Em terceiro lugar, fazendo pendant com a carga emocional atrás referida, na relação de simpatia que o leitor (em versão «fiel de amor» lenificada) estabelece com a autora, assim respondendo ao apelo, ao desejo de exemplaridade, que sempre caracterizou a actividade de Natália (não pertencesse ela ao ramo demiúrgico-profético da magna família romântica...). Quero com isto dizer que a maioria dos textos das pessoas oriundas das Letras – mormente nos casos de Ângela Almeida, Ana Paula Costa e Maria Amélia Campos, nomes marcantes dos estudos natalianos – se situa no âmbito de um projecto de leitura que alguns denominam, e bem, «crítica da identificação». Caracteriza-o o desejo de uma sintonia perfeita, ou quase perfeita, entre crítico e criticado. Nesta perspectiva, os textos nada mais são do que pretextos para uma relação modelar ente duas subjectividade («A verdadeira Natália», assim intitula uma das estudiosas o seu trabalho preliminar...). Torna-se então notória a imersão cúmplice, sempre reverente embora, no mundo íntimo da «biografada», nos impulsos mais profundos que explicam a mulher e a escritora, unidas ambas por laços indissolúveis. Um dos aspectos que, neste particular, mais nos chamam a atenção não é tanto o da alternância de amores e desamores, nem o da acumulação dos episódios variados que constam do anedotário nataliano, mas a procura sistemática (e não apenas por parte das principais ensaístas) de detectar/justificar as múltiplas contradições que foram norteando a sua acção: a elitista que gostava de conviver com os excluídos, a libertária que se distinguia pela sua aparência autoritária, a mulher emancipada que chega a confessar repugnância pela sexualidade, etc., etc..

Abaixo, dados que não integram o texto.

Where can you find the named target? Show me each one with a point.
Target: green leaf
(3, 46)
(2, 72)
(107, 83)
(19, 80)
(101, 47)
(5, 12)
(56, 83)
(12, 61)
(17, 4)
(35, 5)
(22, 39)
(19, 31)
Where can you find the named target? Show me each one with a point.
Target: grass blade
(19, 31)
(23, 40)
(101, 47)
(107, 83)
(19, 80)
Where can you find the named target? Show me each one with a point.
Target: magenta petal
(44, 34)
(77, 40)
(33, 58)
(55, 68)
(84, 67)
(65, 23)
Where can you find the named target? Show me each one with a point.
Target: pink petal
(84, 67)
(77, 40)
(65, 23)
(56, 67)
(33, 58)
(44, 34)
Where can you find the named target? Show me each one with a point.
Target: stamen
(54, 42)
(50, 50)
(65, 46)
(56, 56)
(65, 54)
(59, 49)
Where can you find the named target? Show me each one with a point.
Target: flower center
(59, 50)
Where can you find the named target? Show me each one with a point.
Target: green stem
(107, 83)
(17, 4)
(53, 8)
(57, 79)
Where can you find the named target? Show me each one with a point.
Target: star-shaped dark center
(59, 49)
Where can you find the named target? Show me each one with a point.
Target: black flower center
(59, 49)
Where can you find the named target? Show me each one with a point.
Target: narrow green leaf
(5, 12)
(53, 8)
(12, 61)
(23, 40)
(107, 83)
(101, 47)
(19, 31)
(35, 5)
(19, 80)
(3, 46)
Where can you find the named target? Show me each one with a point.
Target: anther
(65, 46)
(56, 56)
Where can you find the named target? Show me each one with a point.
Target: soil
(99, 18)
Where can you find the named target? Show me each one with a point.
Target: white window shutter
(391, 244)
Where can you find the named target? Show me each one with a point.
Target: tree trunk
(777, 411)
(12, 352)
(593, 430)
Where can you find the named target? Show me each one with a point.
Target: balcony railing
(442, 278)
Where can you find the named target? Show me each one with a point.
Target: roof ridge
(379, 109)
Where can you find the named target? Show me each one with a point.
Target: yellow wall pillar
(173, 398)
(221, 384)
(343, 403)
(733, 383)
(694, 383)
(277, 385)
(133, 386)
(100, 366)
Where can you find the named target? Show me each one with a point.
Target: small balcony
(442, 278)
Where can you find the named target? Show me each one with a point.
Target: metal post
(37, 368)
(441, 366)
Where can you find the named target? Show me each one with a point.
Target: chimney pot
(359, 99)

Finalmente manifesta-se, como se vai deduzindo, na clara opção pelos «conteúdos», em detrimento das «formas». Entre eles sobressai, facto que há muito se tornou comum em trabalhos sobre a escritora, a preferência, em clave ora «pré-textual», ora «sub-textual», pelos grandes «temas» natalianos. Aqueles a que o conjunto dos livros dão especial relevo são três: 1) o da sua cosmovisão ou mundividência, profundamente religiosa e de índole pagã, assente nos grandes mitos primordiais, arcaicos e clássicos, e na respectiva índole mobilizadora e sacra (com o decorrer dos tempos, tais suportes matriciais acabarão por acolher o assaz vasto e heterogéneo domínio das correntes de pensamento enfeudadas à iniciação e ao mistério – gnose e sabedoria, hermetismo e alquimia, joaquimismo e paracletismo...); 2) o da sua infância e de tudo quanto dela releva (paraíso primordial, nostalgia e culto da terra-mãe, memória da ilha perdida – traços inconfundíveis da sua obra e personalidade literárias, com frequência, aliás, assinalados); 3) o do seu activo comprometimento com a Cidade, traduzido em múltiplas e reiteradas formas de intervenção sócio-política e cívico-cultural (de que eu destacaria, pela sua efectiva originalidade, a recuperação da ancestral sabedoria feminina em ordem ao estabelecimento de uma Frátria pacífica e universal). Tais temas surgem tratados eclecticamente, segundo premissas nunca de facto assumidas ou argumentadas. Digamos, por inferência, que nas melhores páginas tais premissas variam entre a hermenêutica existencial dos universos imaginários e a crítica de teor antropológico-cultural amplo (onde estamos a incluir, para simplificar, o mítico e o arquetípico). Curiosamente, a semiótica, a pragmática, a sociologia e outros dispositivos de «leitura literária» destinados a descrever e a explicar como funcionam os textos em sociedade estão ausentes dessas publicações, o que penso dever dar que pensar aos estudiosos de Natália – aos actuais e aos futuros.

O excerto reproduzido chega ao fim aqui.